Oui et personne n'en parle. J'appelle cela plutôt du clonage. Les listes de hauts potentiels contiennent très souvent que des managers mâles qui ont entre 30 et 40 ans. On oublie les experts, les femmes, les jeunes ou les seniors. Je pense que la gestion des talents est une façon de reformuler la question, d'ouvrir à des populations jusqu'ici pas ou peu concernées. Mais intellectuellement et dans une démarche RH classique, cela suppose une maturité, de faire des liens entre gestion des compétences clés, gestion de la diversité et gestion des talents. 
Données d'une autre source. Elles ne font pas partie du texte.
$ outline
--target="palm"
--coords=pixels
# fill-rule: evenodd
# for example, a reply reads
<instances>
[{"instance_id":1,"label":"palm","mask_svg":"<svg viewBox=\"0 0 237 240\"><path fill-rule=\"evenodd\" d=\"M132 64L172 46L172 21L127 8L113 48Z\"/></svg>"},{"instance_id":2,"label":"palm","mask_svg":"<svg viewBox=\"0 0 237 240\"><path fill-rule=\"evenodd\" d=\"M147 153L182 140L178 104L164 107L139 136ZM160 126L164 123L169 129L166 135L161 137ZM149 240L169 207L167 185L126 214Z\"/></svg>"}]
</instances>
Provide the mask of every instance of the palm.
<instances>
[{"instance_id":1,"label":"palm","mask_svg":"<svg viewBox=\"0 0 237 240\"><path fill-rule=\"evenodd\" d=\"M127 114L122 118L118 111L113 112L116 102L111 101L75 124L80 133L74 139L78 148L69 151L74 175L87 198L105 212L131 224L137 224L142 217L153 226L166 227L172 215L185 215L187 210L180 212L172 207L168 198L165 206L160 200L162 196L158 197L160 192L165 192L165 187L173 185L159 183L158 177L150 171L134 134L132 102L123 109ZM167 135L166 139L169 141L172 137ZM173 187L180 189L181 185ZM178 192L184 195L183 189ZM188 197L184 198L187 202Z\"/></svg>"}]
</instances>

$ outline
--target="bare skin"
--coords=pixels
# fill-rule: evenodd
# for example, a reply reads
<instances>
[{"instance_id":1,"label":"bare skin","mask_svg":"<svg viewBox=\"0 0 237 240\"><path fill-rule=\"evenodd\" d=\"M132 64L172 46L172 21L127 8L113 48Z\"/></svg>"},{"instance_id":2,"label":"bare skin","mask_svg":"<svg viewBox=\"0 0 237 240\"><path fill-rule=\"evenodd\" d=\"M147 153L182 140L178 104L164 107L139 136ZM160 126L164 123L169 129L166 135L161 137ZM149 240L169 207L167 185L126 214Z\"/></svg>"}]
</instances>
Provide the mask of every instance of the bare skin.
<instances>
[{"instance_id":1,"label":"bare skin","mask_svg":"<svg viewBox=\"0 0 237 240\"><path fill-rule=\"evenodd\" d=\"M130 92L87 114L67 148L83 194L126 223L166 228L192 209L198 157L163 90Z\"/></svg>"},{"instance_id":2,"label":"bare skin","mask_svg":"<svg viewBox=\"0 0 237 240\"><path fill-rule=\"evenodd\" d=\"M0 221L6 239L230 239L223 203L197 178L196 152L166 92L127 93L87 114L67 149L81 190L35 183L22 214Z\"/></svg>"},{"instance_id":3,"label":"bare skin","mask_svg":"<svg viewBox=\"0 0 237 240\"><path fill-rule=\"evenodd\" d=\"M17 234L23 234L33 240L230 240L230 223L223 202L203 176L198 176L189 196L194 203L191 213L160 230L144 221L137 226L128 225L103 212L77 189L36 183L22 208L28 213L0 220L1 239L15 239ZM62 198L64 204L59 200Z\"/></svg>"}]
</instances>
Les dispositifs de repérage et de gestion des hauts potentiels ne tiennent pas compte des autres forces contradictoires présentes dans l'entreprise. Les jeux de pouvoirs, les jalousies. Comment tenir compte de ces réalités?

Au fond, c'est la question de la répartition du pouvoir. Un sujet extrêmement sensible pour un dirigeant. Dans de nombreuses entreprises comme SEB ou Lagardère, certaines décisions de nomination se prennent le dimanche en famille, entre les fromages et les cafés... 
Deuxièmement, d'un point de vue psychanalytique il s'agit de canaliser la logique du meurtre du père. Or un dirigeant a plutôt tendance à s'accrocher à son siège qu'à repérer son successeur. 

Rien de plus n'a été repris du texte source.